Sie haben sieben Meditationen zum diesjährigen Hungertuch geschrieben. Wie kam es dazu?

Fastenaktion und HEKS haben mich letzten Frühling angefragt, Meditationen für die Unterlagen zum Hungertuch 2022 zu schreiben. Ich habe zugesagt, weil mir diese literarische Kurzform gefällt und die gesellschaftliche Auseinandersetzung mit der Klimafrage unabdinglich ist. Eine Rahmenbedingung war, in den Texten eine Verbindung zwischen dem Hungertuch und dem Thema Klimagerechtigkeit der Ökumenischen Kampagne 2022 zu schaffen. Die Texte sind in ein paar Tagen entstanden. Erst habe ich mir Stichworte zum Hungertuch notiert. Der Feinschliff erfolgte dann im Dialog mit den Verantwortlichen von Fastenaktion und HEKS. Ihre präzisen Feedbacks zu sprachlichen Details waren äusserst bereichernd.
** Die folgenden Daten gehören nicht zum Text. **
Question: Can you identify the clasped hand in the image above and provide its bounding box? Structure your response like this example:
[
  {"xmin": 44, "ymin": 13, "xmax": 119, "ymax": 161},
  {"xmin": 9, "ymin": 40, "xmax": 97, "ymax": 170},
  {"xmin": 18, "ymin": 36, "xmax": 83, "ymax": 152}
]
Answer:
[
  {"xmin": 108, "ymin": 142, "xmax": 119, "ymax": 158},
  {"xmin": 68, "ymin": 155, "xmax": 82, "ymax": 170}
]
Gefällt Ihnen das Hungertuch?

Der schlichte grafische Ausdruck sagt mir zu. Beim Schreiben ist mir eine schlichte, klare Sprache genauso wichtig. Pointiert gesagt gilt für mich: Gut ist eine Grafik oder ein Text, wenn man nichts mehr weglassen kann.


Welche Meditationen sind besonders gelungen?

Das entscheide nicht ich. Ein Text wird lebendig durch diejenigen, die ihn lesen. Mein Anspruch ist, dass Texte sorgfältig und klar sind – was weiter damit geschieht, liegt nicht in meiner Hand.

Die Kirchensprache wird immer wieder als unverständlich kritisiert. Wie machen Sie sich verständlich?

Wichtig ist mir eine klare und einfache Sprache. Ein schlichter, präziser Text ohne grosse Schnörkel und viele Fachbegriffe strahlt eine Schönheit aus. Weiter gehört Sorgfalt dazu, dass ich mich dort äussere, wo ich verantwortet etwas zu sagen habe. Und nicht zuletzt muss der Grundgedanke eines Texts in ein, zwei Sätzen zusammenfassbar sein. Ich muss wissen, was ich sagen will. Alles andere, was mir dazu auch noch in den Sinn kommt – und sei es noch so interessant – gilt es entschieden wegzulassen.

 

Leichtfüssig

Beschwingt. Berührt. Bewegt.

Sich nicht lähmen lassen.
Sich nicht abspeisen lassen.
Sich nicht mundtot machen lassen.

Jenen nicht glauben, die predigen, es gäbe keine Alternative.
Jenen nicht glauben, die verkünden, zuerst müssten die andern.

Jenen nicht glauben, die beschwören, der Markt wird es schon richten.

Schritte wagen
und sehen, andere gehen mit, und hören, andere stimmen ein, und erkennen, andere ziehen mit.

Hungertuch 2021/22
Die chilenische Künstlerin Lilian Moreno Sánchez hat auf der Grundlage eines Röntgenbilds einen gebrochenen Fuss auf der Bettwäsche eines deutschen Spitals und eines Frauenklosters abgebildet. Auf der «Plaza de la Dignidad» (Platz der Würde) in Chile, wo Demonstrationen gegen soziale Ungleichheiten stattfanden und mehrere Demonstrierende verletzt oder getötet wurden, hat die Künstlerin Staub eingesammelt und in die Laken gerieben.